I’ll think it’s best to raise an issue on the extension library with a proposal. It could be by setting a boolean property these types of errors are ignored, and/or you can provide a list of errors to ignore, and/or you can set een exception handler, in this case the exception handler could just be a consumer of Throwable I think. That last one would be the most flexible, and could have a spring boot property to just ignore all errors for example.

1 Like

Thanks for the response! I’ll follow your suggestions. In the meantime, I’ve come up with the following workaround:

  @Override
  @Bean("axonKafkaConsumerFactory")
  public ConsumerFactory<?, ?> kafkaConsumerFactory() {
    Map<String, Object> properties = customKafkaProperties.buildConsumerProperties();
    properties.put(ConsumerConfig.VALUE_DESERIALIZER_CLASS_CONFIG, CloudEventDeserializerDecorator.class);

    return new DefaultConsumerFactory<>(properties);
  }

Normally, the deserializer for CloudEvents is hardcoded, so I’ve overridden it here. Instead of propagating the deserialization exception, I log the error and send a dummy event, which is simply ignored.
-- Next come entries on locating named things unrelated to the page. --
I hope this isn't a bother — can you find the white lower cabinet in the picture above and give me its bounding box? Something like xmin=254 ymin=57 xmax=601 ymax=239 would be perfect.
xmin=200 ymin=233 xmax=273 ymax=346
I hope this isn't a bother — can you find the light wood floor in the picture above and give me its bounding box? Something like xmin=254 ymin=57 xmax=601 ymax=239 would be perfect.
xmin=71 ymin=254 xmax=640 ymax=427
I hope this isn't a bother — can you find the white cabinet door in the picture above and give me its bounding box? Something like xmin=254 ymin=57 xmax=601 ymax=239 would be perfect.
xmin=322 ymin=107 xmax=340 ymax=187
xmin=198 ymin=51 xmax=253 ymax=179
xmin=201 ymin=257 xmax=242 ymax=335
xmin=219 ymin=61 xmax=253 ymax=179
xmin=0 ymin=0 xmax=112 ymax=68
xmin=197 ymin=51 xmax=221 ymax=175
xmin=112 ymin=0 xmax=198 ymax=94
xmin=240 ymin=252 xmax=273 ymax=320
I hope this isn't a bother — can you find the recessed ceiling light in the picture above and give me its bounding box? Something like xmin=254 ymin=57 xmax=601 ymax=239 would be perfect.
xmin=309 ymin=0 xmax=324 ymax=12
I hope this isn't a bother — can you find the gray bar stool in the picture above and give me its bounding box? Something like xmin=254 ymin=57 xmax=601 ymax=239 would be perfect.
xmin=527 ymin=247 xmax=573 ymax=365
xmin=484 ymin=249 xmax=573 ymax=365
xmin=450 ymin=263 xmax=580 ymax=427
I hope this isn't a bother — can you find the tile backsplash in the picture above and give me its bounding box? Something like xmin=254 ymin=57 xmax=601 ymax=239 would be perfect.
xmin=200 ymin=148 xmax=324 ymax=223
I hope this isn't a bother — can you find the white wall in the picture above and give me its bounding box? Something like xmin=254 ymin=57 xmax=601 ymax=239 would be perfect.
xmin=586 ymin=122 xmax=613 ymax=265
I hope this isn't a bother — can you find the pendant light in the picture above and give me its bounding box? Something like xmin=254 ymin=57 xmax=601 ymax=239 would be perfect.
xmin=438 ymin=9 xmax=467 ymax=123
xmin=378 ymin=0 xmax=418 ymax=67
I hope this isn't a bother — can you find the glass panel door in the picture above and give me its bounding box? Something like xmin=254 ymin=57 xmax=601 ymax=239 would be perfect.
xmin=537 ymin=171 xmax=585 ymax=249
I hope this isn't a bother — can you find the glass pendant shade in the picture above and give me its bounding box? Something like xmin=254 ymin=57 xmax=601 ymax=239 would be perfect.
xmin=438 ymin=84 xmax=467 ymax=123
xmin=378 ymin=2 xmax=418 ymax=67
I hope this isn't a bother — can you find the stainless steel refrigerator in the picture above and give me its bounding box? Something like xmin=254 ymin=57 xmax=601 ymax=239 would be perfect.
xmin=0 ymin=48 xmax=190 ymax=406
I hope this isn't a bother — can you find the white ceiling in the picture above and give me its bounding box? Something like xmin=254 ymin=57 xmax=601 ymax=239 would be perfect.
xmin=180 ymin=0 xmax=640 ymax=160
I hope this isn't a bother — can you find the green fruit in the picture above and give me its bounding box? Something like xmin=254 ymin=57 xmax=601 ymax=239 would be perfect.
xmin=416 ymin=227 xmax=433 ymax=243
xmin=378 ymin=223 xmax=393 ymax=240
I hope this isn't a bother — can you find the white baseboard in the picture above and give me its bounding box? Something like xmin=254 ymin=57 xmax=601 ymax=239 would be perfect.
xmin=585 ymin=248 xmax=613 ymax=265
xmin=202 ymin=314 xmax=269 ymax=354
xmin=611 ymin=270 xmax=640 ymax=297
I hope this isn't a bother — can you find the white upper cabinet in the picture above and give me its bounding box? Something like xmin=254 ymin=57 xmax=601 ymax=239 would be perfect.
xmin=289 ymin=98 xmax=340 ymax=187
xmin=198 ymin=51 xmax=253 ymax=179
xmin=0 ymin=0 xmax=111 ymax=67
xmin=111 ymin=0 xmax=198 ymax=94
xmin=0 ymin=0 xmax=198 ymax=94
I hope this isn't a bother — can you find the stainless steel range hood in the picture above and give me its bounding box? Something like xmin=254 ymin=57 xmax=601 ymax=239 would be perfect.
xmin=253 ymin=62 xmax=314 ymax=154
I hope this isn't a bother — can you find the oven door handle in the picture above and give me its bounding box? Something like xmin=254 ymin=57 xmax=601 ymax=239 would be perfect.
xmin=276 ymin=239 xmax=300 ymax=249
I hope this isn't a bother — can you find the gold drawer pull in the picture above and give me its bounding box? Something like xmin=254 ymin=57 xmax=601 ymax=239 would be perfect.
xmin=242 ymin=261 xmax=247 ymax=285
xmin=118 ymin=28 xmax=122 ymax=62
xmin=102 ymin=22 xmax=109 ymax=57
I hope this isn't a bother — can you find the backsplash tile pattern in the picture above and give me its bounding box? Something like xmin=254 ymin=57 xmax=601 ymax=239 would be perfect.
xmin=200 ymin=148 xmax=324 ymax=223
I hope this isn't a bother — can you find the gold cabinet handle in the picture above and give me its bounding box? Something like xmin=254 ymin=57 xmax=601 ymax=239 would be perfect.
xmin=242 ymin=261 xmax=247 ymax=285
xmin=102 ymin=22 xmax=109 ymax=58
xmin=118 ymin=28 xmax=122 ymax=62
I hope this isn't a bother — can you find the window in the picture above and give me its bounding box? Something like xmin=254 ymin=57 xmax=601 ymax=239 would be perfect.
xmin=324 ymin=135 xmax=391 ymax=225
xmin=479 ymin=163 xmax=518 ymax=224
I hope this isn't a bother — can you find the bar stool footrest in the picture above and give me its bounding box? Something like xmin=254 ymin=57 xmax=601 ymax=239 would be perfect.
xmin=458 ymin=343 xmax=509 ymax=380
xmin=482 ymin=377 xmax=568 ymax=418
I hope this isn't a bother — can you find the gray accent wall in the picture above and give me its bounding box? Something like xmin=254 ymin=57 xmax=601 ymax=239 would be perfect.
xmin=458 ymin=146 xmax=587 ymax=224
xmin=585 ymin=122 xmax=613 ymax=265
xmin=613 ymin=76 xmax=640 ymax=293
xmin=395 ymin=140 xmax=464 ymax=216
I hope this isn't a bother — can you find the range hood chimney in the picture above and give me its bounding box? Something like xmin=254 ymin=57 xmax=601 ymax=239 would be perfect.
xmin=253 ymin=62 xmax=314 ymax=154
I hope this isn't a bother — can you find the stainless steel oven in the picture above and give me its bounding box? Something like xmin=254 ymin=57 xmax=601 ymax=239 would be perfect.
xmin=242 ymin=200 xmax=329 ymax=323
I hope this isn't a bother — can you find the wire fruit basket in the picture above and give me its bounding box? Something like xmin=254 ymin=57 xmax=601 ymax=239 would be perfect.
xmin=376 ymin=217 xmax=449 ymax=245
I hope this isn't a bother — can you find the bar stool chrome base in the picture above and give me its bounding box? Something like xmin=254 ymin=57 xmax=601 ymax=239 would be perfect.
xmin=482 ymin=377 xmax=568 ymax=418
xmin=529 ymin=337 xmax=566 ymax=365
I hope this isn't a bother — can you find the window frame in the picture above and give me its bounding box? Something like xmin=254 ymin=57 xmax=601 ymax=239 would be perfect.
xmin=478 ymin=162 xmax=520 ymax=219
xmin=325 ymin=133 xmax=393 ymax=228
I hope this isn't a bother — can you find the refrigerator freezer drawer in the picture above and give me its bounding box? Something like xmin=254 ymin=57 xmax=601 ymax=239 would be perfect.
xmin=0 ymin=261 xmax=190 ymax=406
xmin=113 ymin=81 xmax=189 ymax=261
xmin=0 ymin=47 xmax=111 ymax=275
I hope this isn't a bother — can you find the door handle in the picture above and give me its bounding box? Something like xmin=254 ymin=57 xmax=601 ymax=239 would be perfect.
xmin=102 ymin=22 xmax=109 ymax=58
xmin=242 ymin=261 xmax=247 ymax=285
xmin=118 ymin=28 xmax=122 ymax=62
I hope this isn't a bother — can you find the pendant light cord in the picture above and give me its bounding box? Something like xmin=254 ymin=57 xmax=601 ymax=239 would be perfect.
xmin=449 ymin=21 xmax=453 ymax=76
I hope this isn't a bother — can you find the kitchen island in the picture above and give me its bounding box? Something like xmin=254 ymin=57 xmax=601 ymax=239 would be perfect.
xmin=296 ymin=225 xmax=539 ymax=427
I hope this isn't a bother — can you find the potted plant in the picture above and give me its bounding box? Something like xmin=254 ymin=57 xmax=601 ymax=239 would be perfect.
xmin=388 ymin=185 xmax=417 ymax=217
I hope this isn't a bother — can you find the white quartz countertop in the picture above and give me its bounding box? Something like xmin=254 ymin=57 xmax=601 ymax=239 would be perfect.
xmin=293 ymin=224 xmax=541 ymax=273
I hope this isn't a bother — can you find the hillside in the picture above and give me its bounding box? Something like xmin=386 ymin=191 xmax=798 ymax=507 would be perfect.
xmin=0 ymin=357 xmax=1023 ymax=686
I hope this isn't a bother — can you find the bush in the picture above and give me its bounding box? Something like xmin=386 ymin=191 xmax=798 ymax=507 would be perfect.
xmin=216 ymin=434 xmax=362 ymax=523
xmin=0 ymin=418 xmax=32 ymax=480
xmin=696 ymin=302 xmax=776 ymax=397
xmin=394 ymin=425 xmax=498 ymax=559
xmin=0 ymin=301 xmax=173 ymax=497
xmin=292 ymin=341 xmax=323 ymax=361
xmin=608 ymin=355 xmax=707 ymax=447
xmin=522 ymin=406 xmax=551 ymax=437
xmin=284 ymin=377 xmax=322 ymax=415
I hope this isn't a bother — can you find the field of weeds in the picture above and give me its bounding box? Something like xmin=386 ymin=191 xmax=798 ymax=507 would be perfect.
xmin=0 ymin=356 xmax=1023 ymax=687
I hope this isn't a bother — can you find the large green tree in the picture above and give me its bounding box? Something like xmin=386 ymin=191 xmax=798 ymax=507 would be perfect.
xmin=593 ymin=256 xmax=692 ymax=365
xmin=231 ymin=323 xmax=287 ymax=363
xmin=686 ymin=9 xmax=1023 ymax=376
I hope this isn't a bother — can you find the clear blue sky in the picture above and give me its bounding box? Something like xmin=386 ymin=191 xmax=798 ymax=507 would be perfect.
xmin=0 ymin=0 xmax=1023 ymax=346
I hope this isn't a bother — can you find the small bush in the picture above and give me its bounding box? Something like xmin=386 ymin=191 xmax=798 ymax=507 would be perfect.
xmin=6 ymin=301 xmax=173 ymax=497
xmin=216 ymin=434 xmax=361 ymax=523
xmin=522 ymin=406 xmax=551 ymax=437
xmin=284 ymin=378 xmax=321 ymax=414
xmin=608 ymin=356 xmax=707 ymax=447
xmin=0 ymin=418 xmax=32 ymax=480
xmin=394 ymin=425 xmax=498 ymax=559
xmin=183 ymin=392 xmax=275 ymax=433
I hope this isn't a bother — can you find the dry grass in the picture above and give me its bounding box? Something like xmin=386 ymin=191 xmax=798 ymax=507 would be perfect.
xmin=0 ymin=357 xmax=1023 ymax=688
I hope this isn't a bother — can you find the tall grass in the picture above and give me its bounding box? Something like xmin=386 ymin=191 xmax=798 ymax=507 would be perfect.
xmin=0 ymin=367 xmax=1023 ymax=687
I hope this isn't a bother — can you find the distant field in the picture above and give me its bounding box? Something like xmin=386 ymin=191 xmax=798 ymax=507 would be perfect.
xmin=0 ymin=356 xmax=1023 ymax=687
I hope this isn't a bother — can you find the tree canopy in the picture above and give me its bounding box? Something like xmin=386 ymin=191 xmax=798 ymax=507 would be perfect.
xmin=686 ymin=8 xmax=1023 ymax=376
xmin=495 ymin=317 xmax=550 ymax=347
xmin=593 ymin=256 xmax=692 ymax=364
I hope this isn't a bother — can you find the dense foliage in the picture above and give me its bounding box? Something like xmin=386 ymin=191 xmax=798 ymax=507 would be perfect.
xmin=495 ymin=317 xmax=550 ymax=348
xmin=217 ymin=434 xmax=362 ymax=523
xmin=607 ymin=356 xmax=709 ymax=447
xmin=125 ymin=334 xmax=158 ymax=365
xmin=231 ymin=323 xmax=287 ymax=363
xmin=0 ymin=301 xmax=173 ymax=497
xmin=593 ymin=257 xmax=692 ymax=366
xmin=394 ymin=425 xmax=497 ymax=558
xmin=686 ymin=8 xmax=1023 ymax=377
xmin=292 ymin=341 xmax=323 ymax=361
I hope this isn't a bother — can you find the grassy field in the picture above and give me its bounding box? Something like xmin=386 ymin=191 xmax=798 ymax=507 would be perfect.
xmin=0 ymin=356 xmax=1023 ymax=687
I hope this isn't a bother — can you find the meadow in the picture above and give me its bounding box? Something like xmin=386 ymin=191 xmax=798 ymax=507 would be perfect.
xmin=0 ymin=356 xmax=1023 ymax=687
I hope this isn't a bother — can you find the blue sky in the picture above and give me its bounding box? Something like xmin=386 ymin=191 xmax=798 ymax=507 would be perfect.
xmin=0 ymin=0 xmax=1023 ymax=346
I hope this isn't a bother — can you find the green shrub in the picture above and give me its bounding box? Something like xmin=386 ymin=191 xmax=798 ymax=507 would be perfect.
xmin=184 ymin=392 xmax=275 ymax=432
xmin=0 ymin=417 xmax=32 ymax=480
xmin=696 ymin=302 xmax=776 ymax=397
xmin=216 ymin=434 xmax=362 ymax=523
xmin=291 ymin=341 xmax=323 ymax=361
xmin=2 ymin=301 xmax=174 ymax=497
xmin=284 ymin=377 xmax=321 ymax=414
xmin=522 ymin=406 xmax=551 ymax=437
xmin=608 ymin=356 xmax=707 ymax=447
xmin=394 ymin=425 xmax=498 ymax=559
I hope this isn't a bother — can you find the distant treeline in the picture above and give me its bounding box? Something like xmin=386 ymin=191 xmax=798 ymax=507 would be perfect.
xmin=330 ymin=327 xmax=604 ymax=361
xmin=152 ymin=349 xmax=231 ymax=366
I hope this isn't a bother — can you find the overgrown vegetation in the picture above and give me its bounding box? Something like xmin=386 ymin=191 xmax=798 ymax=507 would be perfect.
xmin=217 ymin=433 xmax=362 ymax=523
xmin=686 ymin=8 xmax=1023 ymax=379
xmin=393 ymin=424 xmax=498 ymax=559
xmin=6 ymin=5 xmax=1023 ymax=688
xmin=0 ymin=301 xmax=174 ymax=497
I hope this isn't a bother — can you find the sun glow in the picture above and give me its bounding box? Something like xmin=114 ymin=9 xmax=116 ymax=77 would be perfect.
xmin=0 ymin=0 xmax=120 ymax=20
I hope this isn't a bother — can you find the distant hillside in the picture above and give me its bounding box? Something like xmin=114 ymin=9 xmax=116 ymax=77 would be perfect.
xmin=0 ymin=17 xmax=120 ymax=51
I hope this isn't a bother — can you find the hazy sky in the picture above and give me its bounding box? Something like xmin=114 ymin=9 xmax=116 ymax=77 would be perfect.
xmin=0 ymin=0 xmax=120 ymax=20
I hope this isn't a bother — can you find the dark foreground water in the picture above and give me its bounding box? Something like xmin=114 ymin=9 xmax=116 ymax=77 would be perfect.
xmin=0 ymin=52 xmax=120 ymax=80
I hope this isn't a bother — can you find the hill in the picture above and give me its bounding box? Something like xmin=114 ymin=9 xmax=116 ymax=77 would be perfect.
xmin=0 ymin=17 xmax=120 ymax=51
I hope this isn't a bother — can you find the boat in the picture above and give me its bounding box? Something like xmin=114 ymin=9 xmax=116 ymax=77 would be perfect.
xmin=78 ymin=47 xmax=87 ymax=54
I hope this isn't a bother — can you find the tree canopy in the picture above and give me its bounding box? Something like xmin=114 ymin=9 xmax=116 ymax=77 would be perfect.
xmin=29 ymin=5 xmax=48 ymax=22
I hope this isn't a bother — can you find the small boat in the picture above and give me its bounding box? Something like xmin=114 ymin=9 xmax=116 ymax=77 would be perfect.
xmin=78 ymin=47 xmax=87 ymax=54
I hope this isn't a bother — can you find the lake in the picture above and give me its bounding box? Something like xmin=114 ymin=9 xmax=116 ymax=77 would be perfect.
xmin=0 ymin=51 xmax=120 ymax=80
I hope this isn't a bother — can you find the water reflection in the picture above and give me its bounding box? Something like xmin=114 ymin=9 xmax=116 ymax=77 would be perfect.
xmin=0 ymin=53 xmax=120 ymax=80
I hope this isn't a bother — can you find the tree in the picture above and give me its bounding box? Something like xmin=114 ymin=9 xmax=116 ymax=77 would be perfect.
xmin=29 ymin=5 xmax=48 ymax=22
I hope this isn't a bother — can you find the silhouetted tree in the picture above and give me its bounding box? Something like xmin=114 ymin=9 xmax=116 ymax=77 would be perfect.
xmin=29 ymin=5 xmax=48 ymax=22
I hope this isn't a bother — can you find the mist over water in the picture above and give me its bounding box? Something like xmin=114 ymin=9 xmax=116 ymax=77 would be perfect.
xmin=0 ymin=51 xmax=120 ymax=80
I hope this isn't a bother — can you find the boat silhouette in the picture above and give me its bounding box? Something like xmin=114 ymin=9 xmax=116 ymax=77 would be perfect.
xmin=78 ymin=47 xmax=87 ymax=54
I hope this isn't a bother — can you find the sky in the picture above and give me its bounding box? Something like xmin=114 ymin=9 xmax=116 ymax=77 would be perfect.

I’m still testing it, but here’s the deserializer implementation:

@Slf4j
public class CloudEventDeserializerDecorator implements Deserializer<CloudEvent> {

  private final CloudEventDeserializer cloudEventDeserializer = new CloudEventDeserializer();


  @Override
  public CloudEvent deserialize(String topic, Headers headers, ByteBuffer data) {
    try {
      return cloudEventDeserializer.deserialize(topic, headers, data);
    } catch (Exception e) {
      log.error("Skipping invalid CloudEvent for topic {}: {}", topic, e.getMessage());
      return new CloudEventV1(
          "dummy-id",
          URI.create("dummy"),
          "dummy",
          "application/json",
          null,
          "dummy",
          OffsetDateTime.now(),
          null,
          Map.of()
      );
    }
  }
}

Having your own deserializer using the decorator pattern is indeed likely the easiest way now. I think you could even return just null in the decorator.